Peter and Steve would go bowling every week or so, at which time they did not discuss science. Both were first-rate, fast writers (Peter was engrossed in the legal scholarship he would become known for). During that decade I worked as a printer, and in the evenings and on weekends I researched a book on the history of coal mining. I was also writing poetry. I was also a political activist. I was also slow. Peter and Steve would chide me, with kindness and humor, but still—“write faster!”
Steve did write faster. Or, more likely, he worked like a bricklayer or an old-style typesetter, steady and persistent. He and his collaborators helped to develop and refine Darwin’s Theory of Evolution in several key ways. One of his contributions (with fellow paleontologist Niles Eldredge) to our understandings of how organisms evolved is that of “punctuated equilibrium,” the notion (supported by the fossil record) that evolution did not chug along at a steady pace like an on-time freight train, but rather: “Lineages change little during most of their history, but events of rapid speciation occasionally punctuate this tranquility.” Evolution, in other words, proceeds in fits and starts. (For a well-introduced selection of Steve’s work, see The Richness of Life: The Essential Stephen Jay Gould edited by Steven Rose.)

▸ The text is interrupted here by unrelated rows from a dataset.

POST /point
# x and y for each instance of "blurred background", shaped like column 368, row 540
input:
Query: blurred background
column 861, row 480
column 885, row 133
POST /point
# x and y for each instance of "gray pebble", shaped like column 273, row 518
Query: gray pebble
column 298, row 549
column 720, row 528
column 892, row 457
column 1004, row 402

The time came when Steve became ill with mesothelioma. Peter and I were horrified, the more so when we heard on TV that the scourge that had befallen our friend was “invariably fatal.” About this we said nothing. Steve broke the ice by talking about cancer, by making cancer jokes. Once, giving him the customary hug hello, I had to conceal my shock at the sensation I was hugging a skeleton draped in loose skin. “Cancer,” Steve said in a jolly tone, “is the best diet.” To refute the news on his alleged fate, that mesothelioma is incurable, with a median mortality of only eight months after discovery, Steve wrote his renowned essay, “The Median Isn’t the Message.” And it wasn’t. He lived.
Years went by. After being married for 20 years, Peter and I got divorced. (We’ve remained good friends.) Later Steve and Deb got divorced. At the time Steve announced that Peter and I were his model of how to be divorced. Okay.
Steve was no paragon of patience. (I couldn’t bear his loss of temper in restaurants.) Deb and I used to talk about Steve and Peter’s extended late adolescence. (No further comment on that.) But Steve was a paragon of productivity. He was a brilliant evolutionary paleontologist and historian of science, and he was a writer.
What did I learn about writing from Steve? I learned that you can compress a big idea into a tight space. I learned that collections of short pieces do sell. I learned that working at a steady rhythm and completing work in manageable units serves the creative enterprise of building a large and meaningful body of work. I noted the benefit of braiding ideas from different worlds. I noted that Steve’s passion for baseball and for music (he sang in the Boston Cecilia chorus) had no digressive effect whatever on his work as a scientist.
This column marks the first birthday of Science Frictions. No, I’m not comparing myself to Steve, but as an essayist who writes on science, I do work under his shadow. I wasn’t sure I could stand the pressure of writing a column a week. (Steve, I thought to myself, only had to write one a month!) I’m not even sure Steve would approve, though I guess he would. I miss him. Steve’s premature death is now 10 years old. It’s still hard to believe he’s no longer in the world. I’ve said goodbye along with the old crowd. Now it’s time to say—publicly—goodbye, old friend. Thank you.